Ein Himmel voller Sternschnuppen ist für viele Menschen ein traumhafter Anblick. Ein japanisches Unternehmen plant, künstliche Meteoritenschauer von einem Satelliten verschießen zu lassen.

Sternschnuppen haben etwas magisches, wer sie entdeckt ist meistens voll in ihrem Bann. Nicht von ungefähr gibt es die mythische Vorstellung, dass Wünsche, die man einer Sternschnuppe hinterherschickt, in Erfüllung gehen. Das Start-Up Astro Live Experiences (ALE) allerdings will die Magie nicht dem Zufall überlassen. Die Firma aus Tokio hat einen Mikro-Satelliten entwickelt, der am Freitag mit einer Rakete der Firma Space Lab von Neuseeland aus in die Umlaufbahn starten soll.

Der erste Auftritt ist für das kommende Jahr geplant. “ALE-2” wird dann bis zu 400 Kügelchen abschießen, die beim Eintritt in die Erdatmosphäre wie Sternschnuppen aussehen werden. Dabei können sie sogar in unterschiedlichen Farben erleuchten. Nach der Premiere sollen auch Privatfirmen oder Regierungen die künstlichen Meteoritenschauer bestellen können.

Der CEO der japanischen Firma, Okajima Lena, sprach von einem “echten Meilenstein” für ALE: “Wir sind damit einen Schritt näher daran, einen von Menschenhand gemachten Sternschnuppe zu realisieren.” Der genaue Zeitpunkt ist noch nicht bekannt, das Start-Up will ihn ankündigen, sobald die Details festgelegt sind. Bis dahin sollen noch einige Funktionstests durchgeführt werden. In einem animierten Promotionsvideo zeigt ALE, wie die künstlichen Meteoritenschauer aussehen könnten.
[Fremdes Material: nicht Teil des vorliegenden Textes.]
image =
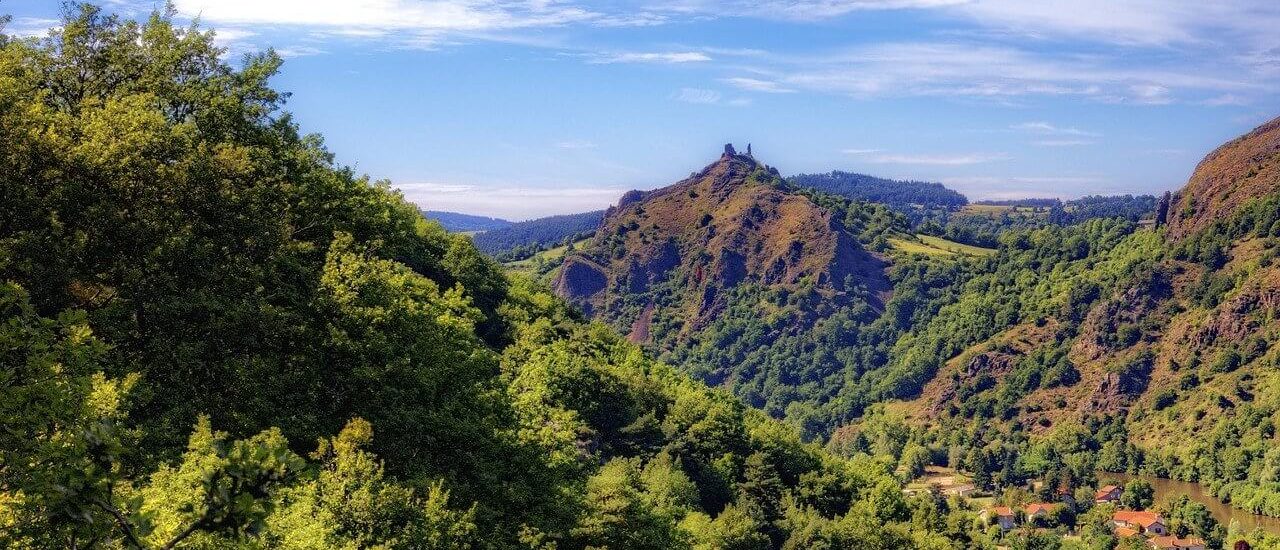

ALE_Astro Live Experiences from ALE_Astro Live Experiences on Vimeo.

Doch der bunte Sternregen soll nicht nur ein ästhetisches Gimmick bleiben. Durch die künstlich erzeugten Meteoriten sollen Wissenschaftler das Phänomen besser erforschen können. Meteoriten mit einem Durchmesser von mehr als einem Millimeter lösen bei ihrem Eintritt in die Atmosphäre einen hellen Lichtblitz aus, der dann auf der Erde als Sternschnuppe sichtbar ist. Durch den “Aufprall” entstehen Risse im Gestein, durch die Luft eindringt, die die Brocken förmlich zum Explodieren bringt.

Durch das genaue Studium von Einschlag, Geschwindigkeit und verschiedener Materialien bei den künstlich erzeugten Meteoriten sollen die Astronomen auch die Mechanik und das Verhalten natürlicher Meteoriten untersuchen können. Ein weiterer Lerneffekt könnte sich einem zunehmendem Problem widmen. “Die Ergebnisse könnten möglicherweise Anwendung in der sicheren Entsorgung von Raum-Müll finden”, heißt es auf der Website des Unternehmens.

Wer doch lieber natürliche Sternschnuppen beobachten will, kann den Blick in der Nacht vom 14. auf den 15. Dezember gen Himmel richten. Dann ist der nächste Meteoritenschauer in Deutschland vorhergesagt. Am schönsten soll er bei klarem Himmel in Süddeutschland zu sehen sein.